Lack of Credit Score Knowledge
According to a survey conducted by U.S. News & World Report, many Americans are underinformed about their credit scores and how to improve them. Less than half of the survey respondents knew that consistently making payments on time has a major positive impact on their credit scores. Furthermore, 49 percent of the respondents were unsure whether carrying a credit card balance is necessary to boost their credit scores (it is not). Additionally, close to a quarter of the surveyed individuals believed that higher incomes automatically result in higher credit scores, which is not the case. Credit scores are determined by how well you manage the money you have, not by your income level.
FICO Score Range and Good Scores
The FICO score is the most commonly used credit score in consumer-credit decisions, accounting for more than 90 percent of such decisions. The FICO score typically ranges from a low of 350 to a high of 850. Good credit scores generally begin in the mid-to-high 600s.
Improving Your Credit Score
If you have a lower credit score than desired, there are steps you can take to improve it. However, it's important to note that improving your credit score may take time, depending on the reasons for the poor score. It could take anywhere from 12 to 24 months to see improvements. Enrolling in a debt-management program and consistently making on-time payments can help speed up the process, but there is no instant fix.
Here are some steps you can take to improve your credit score:
- Pay your credit card and other bills on time: Your payment history accounts for 35 percent of your FICO score. Making payments on time is crucial for maintaining a good credit score.
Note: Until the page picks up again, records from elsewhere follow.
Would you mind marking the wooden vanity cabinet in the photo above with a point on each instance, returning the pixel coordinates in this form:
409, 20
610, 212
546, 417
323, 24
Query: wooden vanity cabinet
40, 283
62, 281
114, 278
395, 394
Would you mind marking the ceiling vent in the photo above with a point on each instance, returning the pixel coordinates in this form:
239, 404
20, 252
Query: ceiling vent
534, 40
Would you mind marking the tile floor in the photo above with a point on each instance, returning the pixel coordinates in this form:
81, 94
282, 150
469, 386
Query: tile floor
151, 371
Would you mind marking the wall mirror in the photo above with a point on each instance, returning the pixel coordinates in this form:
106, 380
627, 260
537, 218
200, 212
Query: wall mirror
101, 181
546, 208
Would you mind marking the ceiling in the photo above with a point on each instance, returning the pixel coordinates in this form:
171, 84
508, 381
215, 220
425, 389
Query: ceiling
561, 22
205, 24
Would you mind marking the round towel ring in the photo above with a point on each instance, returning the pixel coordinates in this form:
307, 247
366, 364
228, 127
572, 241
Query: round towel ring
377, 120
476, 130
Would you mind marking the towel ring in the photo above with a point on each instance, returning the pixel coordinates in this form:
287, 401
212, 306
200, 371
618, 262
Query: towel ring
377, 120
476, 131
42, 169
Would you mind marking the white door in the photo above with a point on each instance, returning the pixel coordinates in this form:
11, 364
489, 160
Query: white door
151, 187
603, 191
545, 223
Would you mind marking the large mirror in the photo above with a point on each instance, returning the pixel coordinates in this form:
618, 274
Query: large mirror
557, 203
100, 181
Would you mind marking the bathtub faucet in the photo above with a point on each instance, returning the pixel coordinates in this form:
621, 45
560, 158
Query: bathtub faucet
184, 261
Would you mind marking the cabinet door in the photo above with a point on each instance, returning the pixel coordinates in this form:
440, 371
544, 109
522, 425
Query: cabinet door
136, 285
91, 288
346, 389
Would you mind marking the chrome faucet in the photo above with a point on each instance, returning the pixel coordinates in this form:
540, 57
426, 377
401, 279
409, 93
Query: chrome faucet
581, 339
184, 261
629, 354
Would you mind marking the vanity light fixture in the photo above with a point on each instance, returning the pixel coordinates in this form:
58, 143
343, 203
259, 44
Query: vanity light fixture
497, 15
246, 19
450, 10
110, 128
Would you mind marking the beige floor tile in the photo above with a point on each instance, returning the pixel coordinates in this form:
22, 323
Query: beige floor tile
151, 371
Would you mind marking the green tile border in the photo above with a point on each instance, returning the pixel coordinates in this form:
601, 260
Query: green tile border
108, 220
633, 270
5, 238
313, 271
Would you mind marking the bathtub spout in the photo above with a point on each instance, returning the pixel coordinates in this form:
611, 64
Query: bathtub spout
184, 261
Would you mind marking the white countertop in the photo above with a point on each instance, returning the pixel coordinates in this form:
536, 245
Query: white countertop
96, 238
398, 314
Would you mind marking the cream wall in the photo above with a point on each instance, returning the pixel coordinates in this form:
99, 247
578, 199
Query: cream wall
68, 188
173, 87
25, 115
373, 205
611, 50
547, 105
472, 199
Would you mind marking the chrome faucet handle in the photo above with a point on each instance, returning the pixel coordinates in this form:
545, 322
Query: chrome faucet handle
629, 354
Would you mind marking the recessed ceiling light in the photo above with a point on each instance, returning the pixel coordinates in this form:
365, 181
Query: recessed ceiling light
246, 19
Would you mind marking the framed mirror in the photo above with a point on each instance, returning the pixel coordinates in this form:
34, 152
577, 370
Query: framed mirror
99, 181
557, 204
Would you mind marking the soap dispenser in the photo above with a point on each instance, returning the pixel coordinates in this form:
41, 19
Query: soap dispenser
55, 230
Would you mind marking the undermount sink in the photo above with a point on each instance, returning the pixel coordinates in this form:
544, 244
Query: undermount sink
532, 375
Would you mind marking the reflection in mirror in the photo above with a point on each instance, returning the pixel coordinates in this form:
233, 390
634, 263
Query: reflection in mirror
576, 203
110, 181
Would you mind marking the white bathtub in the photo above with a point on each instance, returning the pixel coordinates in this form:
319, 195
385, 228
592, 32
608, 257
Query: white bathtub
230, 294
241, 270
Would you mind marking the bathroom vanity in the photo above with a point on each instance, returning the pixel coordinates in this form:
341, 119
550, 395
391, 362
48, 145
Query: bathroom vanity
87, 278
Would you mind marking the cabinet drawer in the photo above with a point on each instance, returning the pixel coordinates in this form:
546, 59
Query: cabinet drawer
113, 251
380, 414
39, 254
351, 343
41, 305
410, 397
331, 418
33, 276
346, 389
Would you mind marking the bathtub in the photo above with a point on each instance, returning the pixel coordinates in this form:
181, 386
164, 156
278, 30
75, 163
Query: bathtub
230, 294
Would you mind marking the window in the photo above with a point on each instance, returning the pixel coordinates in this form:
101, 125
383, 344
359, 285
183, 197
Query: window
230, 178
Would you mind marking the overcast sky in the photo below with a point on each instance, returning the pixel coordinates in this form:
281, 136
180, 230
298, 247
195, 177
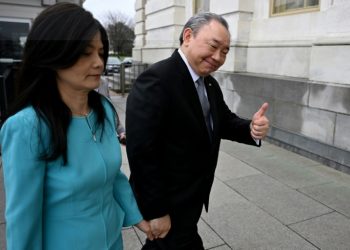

- Check your credit reports: Request a free credit report from a different reporting agency every four months through AnnualCreditReport.com. Checking your own credit report does not negatively impact your score.
- Avoid applying for multiple credit cards at once: Applying for several credit cards at the same time can generate multiple hard inquiries on your credit history, which can hurt your score.
- Avoid opening too many new credit accounts at once: Opening multiple new credit accounts can reduce the average age of your accounts, which can lower your credit score.
- Don't cancel unused cards (unless they have an annual fee): Canceling unused credit cards can reduce your total available credit, which can negatively impact your credit utilization ratio.
- Keep credit balances low: Maintaining a revolving credit balance under 10 percent of your total available credit is advisable. Higher credit utilization ratios indicate an elevated credit risk.
- Maintain a variety of credit types: Successfully managing different types of credit, such as auto loans, student loans, and credit card bills, can demonstrate your ability to handle different financial responsibilities.
- Pay off debt in collection: Most current versions of the FICO score ignore collections with a zero balance.
- Be mindful of high balances: Charging a large amount relative to your credit limit can negatively impact your credit score. It's advisable to keep your credit utilization ratio low.
- Consider alternative data: Some services, like Experian Boost, allow consumers to provide read-only access to their bank account data to show positive payment histories. This can potentially help improve credit scores.
Remember, improving your credit score takes time and consistent effort. It's important to practice responsible financial habits and make timely payments to see positive changes in your credit score over time.